NETTALI.COM- Mise en place d’une commission d’enquête parlementaire et auto-saisine de l’Ofnac pour auditer les fonds que l’Etat déclare avoir injecté pour lutter contre les inondations. C’est ce que réclame Thierno Bocoum.

Face à la presse ce lundi, Thierno Bocoum ne s’est pas limité seulement à dire ses vérités aux leaders de la grande coalition de l’opposition (Pur, Pastef, Pds et Taxawu Dakar). Le président du mouvement Agir en a profité pour se prononcer sur les inondations qui ont poussé l’Etat du Sénégal a relancé le Plan national Orsec. Il a demandé au Gouvernement, au lieu de traquer les opposants, de s’orienter vers les difficultés des populations surtout, d’après lui, celles liées aux inondations « parce que les populations sont fatiguées ».

Poursuivant son argumentaire, il évoque les montants qui ont été dépensés dans la lutte contre les inondations et qui, à son avis, n’ont servi à rien. « Il y a évidemment un intérêt à renouveler les plans Orsec. 750 milliards avaient été prévus pour le plan décennal 2012-2022. Et, 66,5% ont été dépensés comme taux d’exécution représentant 511 milliards. Où est l’argent ? Où est-ce qu’ils l’ont mis ? », s’interroge l’ancien parlementaire avant de demander à l’Assemblée nationale de faire son travail.

Selon Thierno Bocoum, on doit mettre en place une commission d’enquête parlementaire parce qu’une mission d’information serve simplement à informer les députés.

Mieux, il demande à l’Ofnac de s’autosaisir afin qu’on puisse dire aux Sénégalais où sont passés les montants qui ont été mobilisés pour lutter contre les inondations. « Qu’on nous explique pourquoi un plan Orsec chaque année et qu’on décaisse des milliards. Malgré les 10 milliards décaissés en 2020 vous avez tous vu les dégâts dans la banlieue. Le fait que Keur Massar soit érigé en département n’a rien changé. Quand le président achète un avion pour être dans un confort de roi, il n’a pas le droit de laisser sa population patauger dans l’eau.
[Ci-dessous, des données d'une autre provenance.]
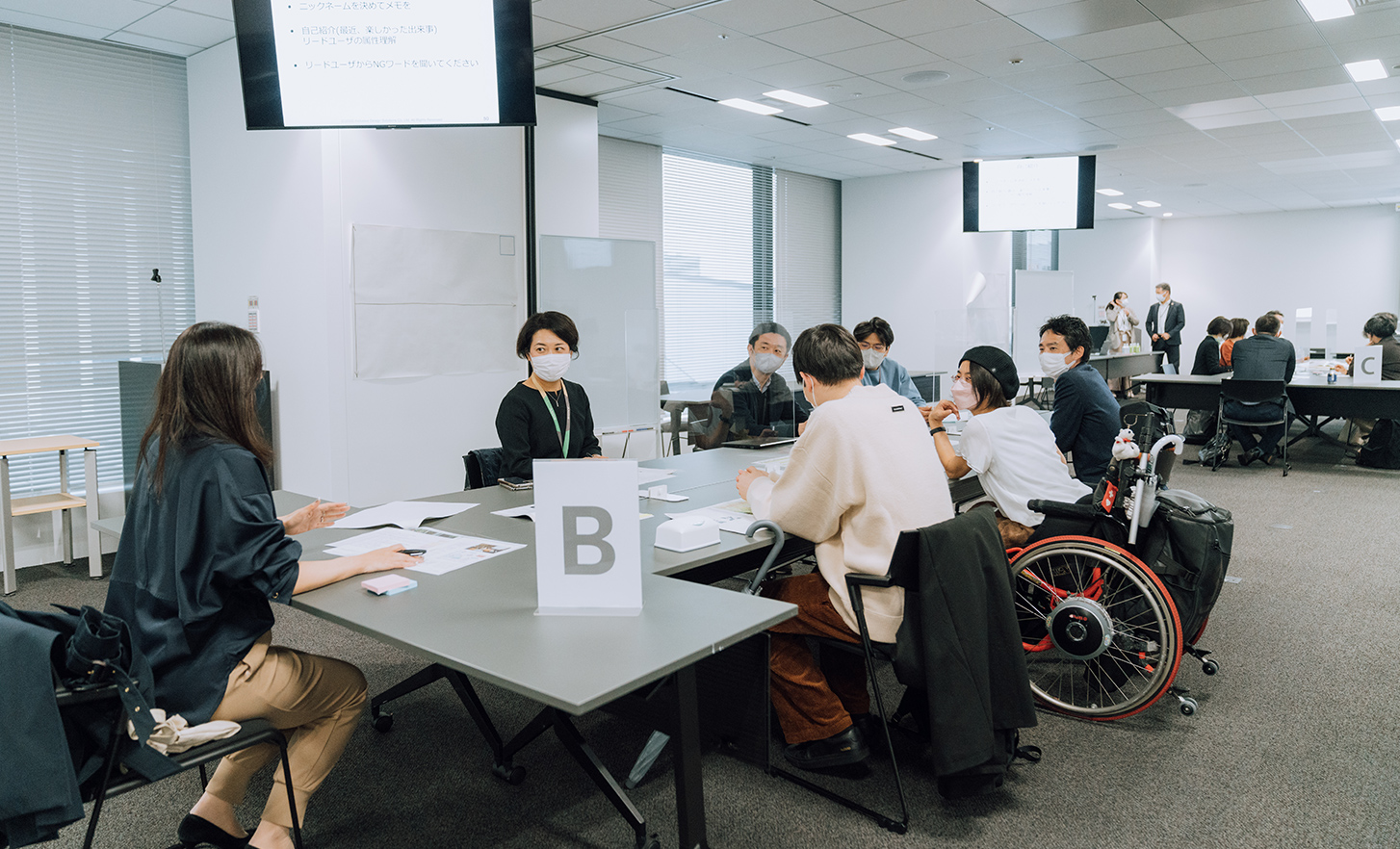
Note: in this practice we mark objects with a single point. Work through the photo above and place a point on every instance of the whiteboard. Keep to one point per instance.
(1035, 296)
(609, 289)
Il faut une hiérarchisation des priorités », soutient-il.

Au-delà des inondations, Thierno Bocoum a aussi alerté sur la hausse des denrées de première nécessité avant de dénoncer les difficultés de mobilité auxquelles les populations sont confrontées. Il n’a pas également manqué de pointer  du doigt l’état « désastreux » des structures de santé.